Wenezuela, kraj o największych zasobach ropy naftowej, wkroczyła w 2015 rok - rok wyborów parlamentarnych - w niezwykle trudnej sytuacji spowodowanej spadkiem cen ropy. Ma w tym roku do spłacenia 12 mld dol. międzynarodowego długu, inflacja wynosi 63 procent.
W ciągu ubiegłego roku dochody Wenezueli zmalały o 30 proc. i jak ogłosił w sobotę Centralny Bank Wenezueli, _ kraj wszedł technicznie w fazę recesji _.
Wenezuela będzie miała wielkie trudności z uzyskaniem nowych kredytów, jeśli rząd nie dokona zmian i reform w swej polityce, które przywróciłyby zaufanie rynków międzynarodowych - podkreślają eksperci finansowi.

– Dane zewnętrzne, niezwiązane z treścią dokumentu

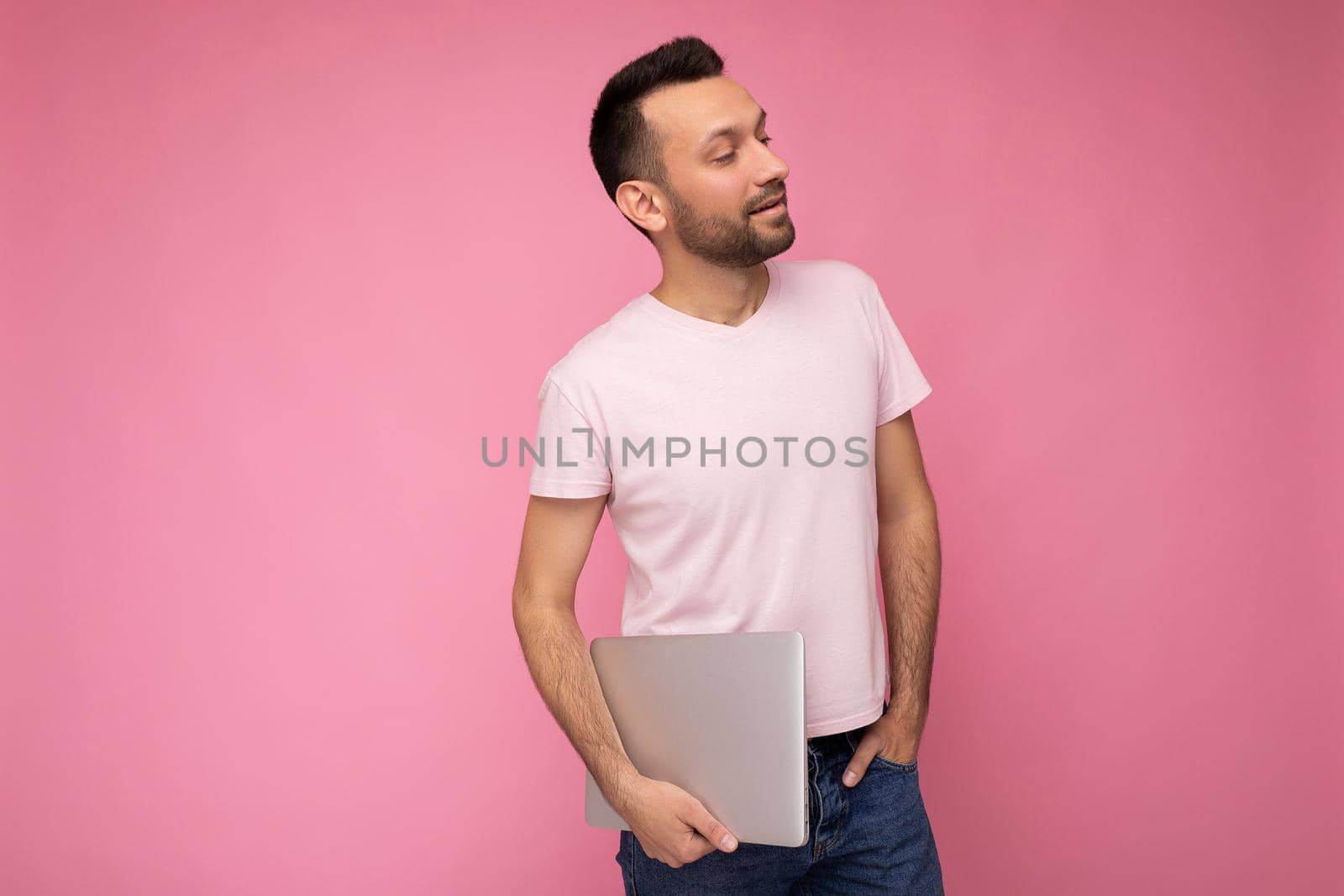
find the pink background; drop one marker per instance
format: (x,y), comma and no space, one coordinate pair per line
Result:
(272,270)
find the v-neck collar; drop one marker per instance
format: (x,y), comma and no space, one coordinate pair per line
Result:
(711,328)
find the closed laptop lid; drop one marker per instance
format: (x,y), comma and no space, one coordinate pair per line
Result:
(718,715)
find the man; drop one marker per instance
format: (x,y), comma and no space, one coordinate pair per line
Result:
(709,417)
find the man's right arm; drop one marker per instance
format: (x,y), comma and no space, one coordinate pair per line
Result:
(557,537)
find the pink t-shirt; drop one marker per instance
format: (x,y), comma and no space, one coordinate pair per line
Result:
(738,468)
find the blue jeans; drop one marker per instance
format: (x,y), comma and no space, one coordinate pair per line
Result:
(864,840)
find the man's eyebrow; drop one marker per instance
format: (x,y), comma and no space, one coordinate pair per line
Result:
(727,130)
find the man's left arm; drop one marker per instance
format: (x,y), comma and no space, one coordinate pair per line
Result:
(911,558)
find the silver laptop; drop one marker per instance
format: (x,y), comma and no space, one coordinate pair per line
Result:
(718,715)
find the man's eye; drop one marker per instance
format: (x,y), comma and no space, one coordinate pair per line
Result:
(732,154)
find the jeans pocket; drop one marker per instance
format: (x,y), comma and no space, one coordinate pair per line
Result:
(900,766)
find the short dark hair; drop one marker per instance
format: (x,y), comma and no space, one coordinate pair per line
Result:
(622,144)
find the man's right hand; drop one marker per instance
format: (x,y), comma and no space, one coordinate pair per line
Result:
(672,825)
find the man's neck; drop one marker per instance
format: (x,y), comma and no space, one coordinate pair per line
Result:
(721,295)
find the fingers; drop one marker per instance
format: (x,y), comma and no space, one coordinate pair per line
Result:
(853,773)
(710,828)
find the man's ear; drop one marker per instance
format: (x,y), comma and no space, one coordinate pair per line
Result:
(643,203)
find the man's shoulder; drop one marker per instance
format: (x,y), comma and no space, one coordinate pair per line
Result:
(827,271)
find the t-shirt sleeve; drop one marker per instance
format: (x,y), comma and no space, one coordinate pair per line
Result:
(570,459)
(900,385)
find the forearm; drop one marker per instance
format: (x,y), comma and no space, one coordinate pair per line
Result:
(911,558)
(557,656)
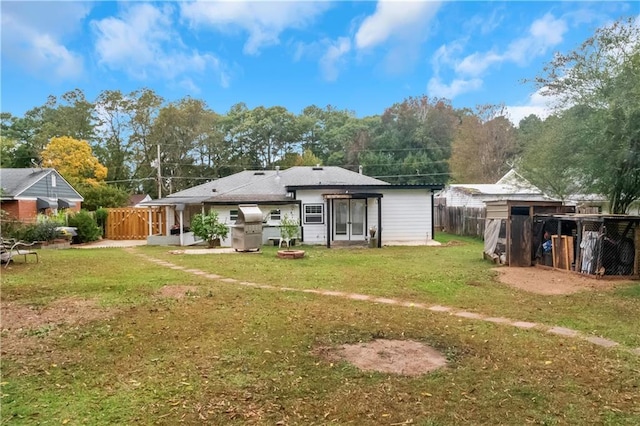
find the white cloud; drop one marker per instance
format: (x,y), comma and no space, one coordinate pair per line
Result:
(536,104)
(334,57)
(143,44)
(34,38)
(436,88)
(264,21)
(543,34)
(406,20)
(476,63)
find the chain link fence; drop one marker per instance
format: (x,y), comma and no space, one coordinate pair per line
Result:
(602,247)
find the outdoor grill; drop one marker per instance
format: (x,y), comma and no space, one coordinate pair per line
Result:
(246,234)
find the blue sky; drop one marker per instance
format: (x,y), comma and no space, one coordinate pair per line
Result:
(362,56)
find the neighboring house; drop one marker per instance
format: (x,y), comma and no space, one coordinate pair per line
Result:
(333,206)
(597,204)
(27,192)
(135,200)
(511,186)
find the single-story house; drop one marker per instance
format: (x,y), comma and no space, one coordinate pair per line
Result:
(333,206)
(511,186)
(27,192)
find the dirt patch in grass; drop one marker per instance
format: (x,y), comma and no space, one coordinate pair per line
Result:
(177,291)
(26,329)
(550,282)
(404,357)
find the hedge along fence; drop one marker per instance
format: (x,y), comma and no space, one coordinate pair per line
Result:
(467,221)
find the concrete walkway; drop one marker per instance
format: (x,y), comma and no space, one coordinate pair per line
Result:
(110,244)
(555,330)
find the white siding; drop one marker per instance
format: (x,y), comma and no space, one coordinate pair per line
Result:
(314,233)
(406,217)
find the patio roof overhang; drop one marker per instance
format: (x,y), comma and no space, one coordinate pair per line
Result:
(351,195)
(174,201)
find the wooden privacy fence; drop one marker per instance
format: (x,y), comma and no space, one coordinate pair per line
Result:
(132,223)
(460,220)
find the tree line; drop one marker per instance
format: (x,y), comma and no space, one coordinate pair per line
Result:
(148,144)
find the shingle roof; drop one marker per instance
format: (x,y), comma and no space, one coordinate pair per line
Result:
(271,185)
(15,181)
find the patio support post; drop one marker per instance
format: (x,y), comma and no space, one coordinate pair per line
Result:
(379,222)
(328,223)
(181,228)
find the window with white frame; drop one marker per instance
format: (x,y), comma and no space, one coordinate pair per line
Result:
(275,214)
(314,213)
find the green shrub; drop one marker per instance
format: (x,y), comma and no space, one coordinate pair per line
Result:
(41,231)
(87,228)
(208,227)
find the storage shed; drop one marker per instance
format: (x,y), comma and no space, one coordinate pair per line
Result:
(593,244)
(509,234)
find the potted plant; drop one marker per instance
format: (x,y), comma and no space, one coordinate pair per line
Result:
(208,227)
(289,229)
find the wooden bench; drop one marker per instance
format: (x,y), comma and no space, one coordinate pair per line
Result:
(11,249)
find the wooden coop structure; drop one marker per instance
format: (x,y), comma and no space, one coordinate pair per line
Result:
(592,244)
(508,236)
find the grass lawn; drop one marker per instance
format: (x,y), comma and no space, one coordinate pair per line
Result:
(97,344)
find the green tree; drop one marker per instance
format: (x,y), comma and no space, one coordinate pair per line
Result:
(484,146)
(103,196)
(603,77)
(74,160)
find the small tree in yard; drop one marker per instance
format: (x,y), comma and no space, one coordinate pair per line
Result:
(288,228)
(208,227)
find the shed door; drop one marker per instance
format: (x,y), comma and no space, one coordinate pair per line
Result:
(520,244)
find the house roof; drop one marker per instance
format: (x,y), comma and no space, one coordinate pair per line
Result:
(138,198)
(15,181)
(510,184)
(30,182)
(271,185)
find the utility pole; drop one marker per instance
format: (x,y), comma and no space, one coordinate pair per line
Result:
(159,175)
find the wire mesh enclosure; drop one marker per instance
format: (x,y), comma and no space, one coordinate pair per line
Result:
(601,245)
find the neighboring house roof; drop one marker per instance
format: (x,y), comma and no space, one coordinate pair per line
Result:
(511,184)
(32,182)
(136,199)
(271,185)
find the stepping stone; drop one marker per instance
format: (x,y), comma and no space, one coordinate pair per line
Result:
(359,297)
(499,320)
(601,341)
(561,331)
(414,305)
(471,315)
(438,308)
(387,301)
(524,324)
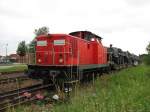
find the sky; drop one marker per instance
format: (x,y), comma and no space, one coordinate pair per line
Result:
(122,23)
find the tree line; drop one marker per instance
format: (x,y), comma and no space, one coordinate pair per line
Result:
(24,48)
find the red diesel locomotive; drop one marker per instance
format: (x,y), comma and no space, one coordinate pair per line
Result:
(68,56)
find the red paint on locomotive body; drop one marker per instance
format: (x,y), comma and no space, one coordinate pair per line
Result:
(70,50)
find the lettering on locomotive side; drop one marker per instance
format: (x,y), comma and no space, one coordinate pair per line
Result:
(42,43)
(59,42)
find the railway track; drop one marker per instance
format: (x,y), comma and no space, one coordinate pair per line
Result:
(13,79)
(16,97)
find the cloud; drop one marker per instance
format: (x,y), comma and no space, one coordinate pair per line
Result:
(137,2)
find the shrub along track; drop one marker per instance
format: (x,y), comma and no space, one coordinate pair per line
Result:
(16,97)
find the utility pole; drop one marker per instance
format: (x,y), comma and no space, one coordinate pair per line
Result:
(6,52)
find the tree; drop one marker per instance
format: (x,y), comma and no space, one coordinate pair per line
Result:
(41,31)
(21,50)
(148,48)
(147,56)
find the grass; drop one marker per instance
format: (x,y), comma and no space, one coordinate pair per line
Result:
(13,68)
(125,91)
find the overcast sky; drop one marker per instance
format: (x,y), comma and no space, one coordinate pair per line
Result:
(123,23)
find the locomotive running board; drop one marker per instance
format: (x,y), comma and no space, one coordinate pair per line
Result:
(57,67)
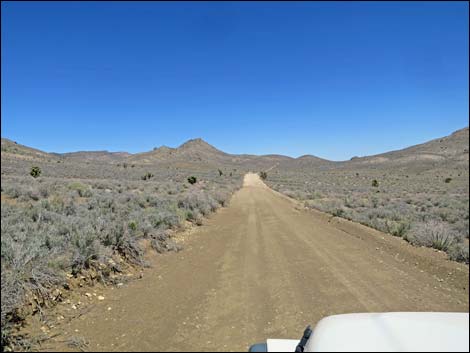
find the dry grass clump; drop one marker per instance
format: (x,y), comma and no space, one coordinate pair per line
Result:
(52,226)
(411,201)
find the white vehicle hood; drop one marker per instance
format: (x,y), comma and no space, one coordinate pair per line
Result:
(402,331)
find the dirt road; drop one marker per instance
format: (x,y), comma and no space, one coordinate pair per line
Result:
(265,267)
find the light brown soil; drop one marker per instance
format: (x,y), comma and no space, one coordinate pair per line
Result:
(265,268)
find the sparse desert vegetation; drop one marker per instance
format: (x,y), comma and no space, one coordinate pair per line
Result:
(84,216)
(420,194)
(96,213)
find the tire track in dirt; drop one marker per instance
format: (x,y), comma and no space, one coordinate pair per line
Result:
(263,267)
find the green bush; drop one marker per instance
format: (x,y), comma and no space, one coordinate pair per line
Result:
(35,172)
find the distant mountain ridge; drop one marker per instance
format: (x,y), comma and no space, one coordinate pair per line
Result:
(452,147)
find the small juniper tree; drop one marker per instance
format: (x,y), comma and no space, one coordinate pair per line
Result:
(35,172)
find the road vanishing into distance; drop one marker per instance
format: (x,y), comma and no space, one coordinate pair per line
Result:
(265,267)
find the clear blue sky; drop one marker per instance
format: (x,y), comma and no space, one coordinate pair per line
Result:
(332,79)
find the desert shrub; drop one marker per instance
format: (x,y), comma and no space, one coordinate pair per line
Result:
(433,234)
(146,176)
(35,171)
(398,229)
(459,252)
(81,189)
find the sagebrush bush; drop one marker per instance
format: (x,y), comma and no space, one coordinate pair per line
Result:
(433,234)
(53,226)
(35,171)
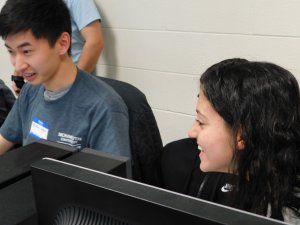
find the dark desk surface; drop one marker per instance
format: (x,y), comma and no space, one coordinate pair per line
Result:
(17,203)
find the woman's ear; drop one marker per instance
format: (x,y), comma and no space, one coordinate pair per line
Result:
(240,141)
(63,43)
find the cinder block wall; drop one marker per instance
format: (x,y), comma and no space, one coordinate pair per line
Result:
(162,47)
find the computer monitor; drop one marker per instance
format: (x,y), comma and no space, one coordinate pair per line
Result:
(68,194)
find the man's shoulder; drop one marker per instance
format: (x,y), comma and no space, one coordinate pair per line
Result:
(96,89)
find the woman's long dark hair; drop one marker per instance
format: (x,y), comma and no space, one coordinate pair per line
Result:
(260,101)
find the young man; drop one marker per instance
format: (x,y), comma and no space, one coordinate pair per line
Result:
(87,38)
(59,102)
(7,100)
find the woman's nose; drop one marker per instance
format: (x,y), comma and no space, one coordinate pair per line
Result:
(192,133)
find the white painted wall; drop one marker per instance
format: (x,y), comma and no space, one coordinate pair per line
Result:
(162,47)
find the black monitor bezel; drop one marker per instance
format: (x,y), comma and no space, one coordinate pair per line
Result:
(124,199)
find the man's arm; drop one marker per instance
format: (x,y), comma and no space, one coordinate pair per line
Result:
(94,43)
(5,145)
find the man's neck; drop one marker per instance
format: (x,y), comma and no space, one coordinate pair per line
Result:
(64,76)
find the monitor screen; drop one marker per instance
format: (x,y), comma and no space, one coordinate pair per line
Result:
(69,194)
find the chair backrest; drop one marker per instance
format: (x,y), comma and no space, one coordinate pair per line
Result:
(145,139)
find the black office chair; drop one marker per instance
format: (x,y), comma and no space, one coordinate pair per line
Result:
(180,167)
(145,139)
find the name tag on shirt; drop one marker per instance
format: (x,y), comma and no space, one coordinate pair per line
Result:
(39,129)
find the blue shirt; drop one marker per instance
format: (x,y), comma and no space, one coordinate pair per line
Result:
(82,12)
(91,114)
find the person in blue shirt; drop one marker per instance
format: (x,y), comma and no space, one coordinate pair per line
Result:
(87,38)
(59,102)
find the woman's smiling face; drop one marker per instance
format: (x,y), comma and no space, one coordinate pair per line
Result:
(214,138)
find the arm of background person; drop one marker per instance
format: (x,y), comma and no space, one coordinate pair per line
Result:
(5,145)
(94,43)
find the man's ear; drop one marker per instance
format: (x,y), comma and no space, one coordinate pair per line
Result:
(240,142)
(63,43)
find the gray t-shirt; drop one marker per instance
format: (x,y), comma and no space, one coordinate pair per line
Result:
(91,114)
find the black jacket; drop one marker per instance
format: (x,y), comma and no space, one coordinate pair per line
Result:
(181,173)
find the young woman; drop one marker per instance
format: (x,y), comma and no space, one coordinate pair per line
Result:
(248,125)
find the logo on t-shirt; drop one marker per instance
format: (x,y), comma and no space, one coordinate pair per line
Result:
(69,139)
(227,187)
(39,129)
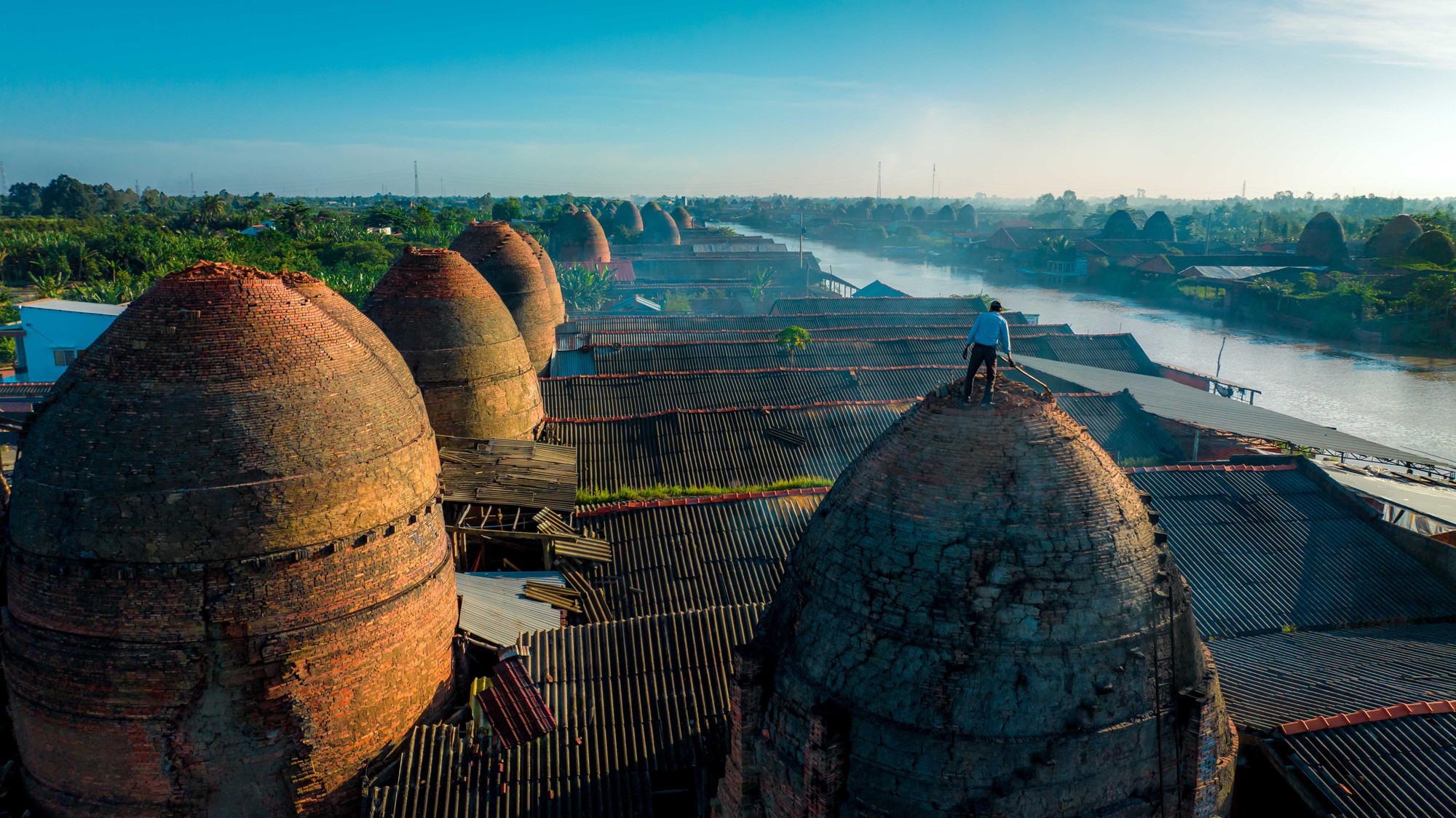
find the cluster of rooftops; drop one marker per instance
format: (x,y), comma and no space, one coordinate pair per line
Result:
(1302,593)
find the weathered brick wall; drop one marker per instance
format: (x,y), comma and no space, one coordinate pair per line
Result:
(462,346)
(229,584)
(984,597)
(512,270)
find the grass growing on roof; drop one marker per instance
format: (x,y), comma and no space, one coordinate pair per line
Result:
(595,497)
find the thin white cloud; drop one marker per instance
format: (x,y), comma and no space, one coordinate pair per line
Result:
(1410,33)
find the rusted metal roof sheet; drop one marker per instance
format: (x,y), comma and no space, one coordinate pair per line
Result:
(1385,769)
(1267,549)
(1122,427)
(641,708)
(509,472)
(1281,678)
(681,558)
(736,448)
(515,707)
(606,397)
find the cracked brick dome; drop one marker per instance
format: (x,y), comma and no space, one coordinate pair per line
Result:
(548,273)
(628,216)
(659,228)
(461,344)
(682,218)
(1323,239)
(229,584)
(340,309)
(579,239)
(512,270)
(979,621)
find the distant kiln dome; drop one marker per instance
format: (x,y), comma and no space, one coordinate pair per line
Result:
(229,581)
(659,228)
(548,274)
(1324,239)
(462,346)
(628,218)
(579,239)
(682,218)
(976,622)
(1160,228)
(1396,237)
(512,270)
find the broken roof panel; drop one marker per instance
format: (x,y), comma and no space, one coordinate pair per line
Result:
(606,397)
(735,448)
(1266,548)
(673,558)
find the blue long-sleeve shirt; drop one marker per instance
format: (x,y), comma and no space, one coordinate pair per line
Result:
(991,330)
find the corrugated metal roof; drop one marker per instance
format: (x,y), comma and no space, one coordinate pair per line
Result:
(1171,400)
(723,449)
(496,609)
(812,322)
(767,356)
(938,330)
(1267,551)
(679,558)
(1122,427)
(606,397)
(934,305)
(1281,678)
(641,708)
(1391,769)
(1106,352)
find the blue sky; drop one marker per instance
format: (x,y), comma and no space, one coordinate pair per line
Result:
(1180,98)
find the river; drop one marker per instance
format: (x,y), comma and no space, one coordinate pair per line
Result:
(1404,401)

W ubiegłym roku, przy cenie ropy naftowej na poziomie 90 dolarów za baryłkę, recesja gospodarcza w Wenezueli wyniosła 4 proc. PKB. Prognozy na 2015 rok mówią o możliwości spadku cen ropy do 50-60 dolarów za baryłkę.
Prezydent Nicolas Maduro zapowiedział ogłoszenie w najbliższym czasie planu ratowania wenezuelskiej gospodarki, która stała się - według niego - celem _ wojny ekonomicznej _ wymierzonej przeciwko jego rządowi. Zapowiada cięcia w wydatkach publicznych i zmianę systemu wymiany walut, co może oznaczać dalszą dewaluację.
Poważne zmniejszenie nakładów finansowych na urzeczywistnianie reform i programów społecznych oraz na utrzymanie niskich cen niektórych podstawowych artykułów może w istotny sposób podkopać i tak już malejące poparcie wyborców dla rządowego programu wdrażania _ socjalizmu XXI wieku _, który zapoczątkował zmarły w 2013 roku przywódca _ rewolucji boliwariańskiej _ w Wenezueli, prezydent Hugo Chavez.